Silas Booker, smiling broadly at the curious passersby, stood in the mud of Center Street and blocked Tom’s way. He wore the same fishy breeches he’d been wearing at the river—possibly the only pair of breeches Silas owned. The season’s first horseflies twirled around his legs. Townspeople noticed Tom and Silas in the road; they were active with the business of a fair-weather morning—airing houses, running errands, trading for supplies—but they had all heard the story of the rescue in the flood.
“I’d gripe again about that bellywallop,” Silas said loudly, “but there isn’t any question that you went and took the brunt.”
No, there wasn’t, Tom agreed. He had a bandage on his wrist, a wrap around his rib cage, and grape-and-ash bruises underneath his eyes. The river chill had left him feeling feverish and brittle. His fatigue had only deepened from the necessary tavern work, especially now in spring when travelers braved the road again, no longer hindered by the valley’s great snows.
They would soon arrive from Grayport, seventy miles southwest, or from Liberty, a hundred-odd miles northeast. Root was in the middle of the wilderness between—four hundred people in profound isolation with the river up the side and the forest all around them: a miniature town with a small, common green and farmland radiating outward from the center. If not for the road that linked the cities, they would likely be forgotten. As it was, they almost were. There were safer routes between Grayport and Liberty but none were so direct in the drier, warmer seasons. Swamps and gorges riddled the south; the northern passages were safer but a good deal longer.
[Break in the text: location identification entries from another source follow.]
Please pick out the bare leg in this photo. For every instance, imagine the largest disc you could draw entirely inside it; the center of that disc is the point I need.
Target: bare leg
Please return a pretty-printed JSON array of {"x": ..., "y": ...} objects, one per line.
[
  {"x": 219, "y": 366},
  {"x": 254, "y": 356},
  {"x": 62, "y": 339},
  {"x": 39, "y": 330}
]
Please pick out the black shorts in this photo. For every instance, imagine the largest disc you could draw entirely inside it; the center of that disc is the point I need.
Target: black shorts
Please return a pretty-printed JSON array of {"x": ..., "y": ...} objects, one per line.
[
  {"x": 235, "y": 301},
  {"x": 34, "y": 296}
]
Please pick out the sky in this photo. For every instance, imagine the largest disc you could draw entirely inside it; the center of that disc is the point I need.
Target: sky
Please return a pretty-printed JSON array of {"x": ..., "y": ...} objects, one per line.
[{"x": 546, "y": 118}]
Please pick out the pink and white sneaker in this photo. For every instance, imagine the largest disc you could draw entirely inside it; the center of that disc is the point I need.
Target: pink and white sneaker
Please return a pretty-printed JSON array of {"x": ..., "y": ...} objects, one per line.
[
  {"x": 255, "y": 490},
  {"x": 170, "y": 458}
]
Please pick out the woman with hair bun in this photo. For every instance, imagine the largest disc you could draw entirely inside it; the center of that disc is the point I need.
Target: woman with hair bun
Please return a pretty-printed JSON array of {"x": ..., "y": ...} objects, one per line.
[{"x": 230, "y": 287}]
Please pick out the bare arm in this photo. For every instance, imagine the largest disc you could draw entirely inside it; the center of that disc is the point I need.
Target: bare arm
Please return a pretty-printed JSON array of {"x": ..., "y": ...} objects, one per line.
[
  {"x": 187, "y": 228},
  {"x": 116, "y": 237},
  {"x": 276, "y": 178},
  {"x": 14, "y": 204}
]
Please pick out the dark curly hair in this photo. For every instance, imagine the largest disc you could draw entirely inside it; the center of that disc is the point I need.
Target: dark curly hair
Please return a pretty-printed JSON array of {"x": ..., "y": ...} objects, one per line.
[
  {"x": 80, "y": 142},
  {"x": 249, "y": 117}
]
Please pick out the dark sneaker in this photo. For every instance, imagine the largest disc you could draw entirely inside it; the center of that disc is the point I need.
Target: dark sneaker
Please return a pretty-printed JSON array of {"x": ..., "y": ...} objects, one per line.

Several days could be recovered by the wilder way through Root, which made it a popular road for mail and urgent trips between the colony’s two major settlements.
Soon the year’s first travelers would emerge from the forest, and the Orange would be busy straight through to the frigid season of deadfall. With beer to brew, stores to fill, and countless daily chores, nothing would have prompted Tom to venture from the tavern but a summons to meet the woman he had rescued from the flood.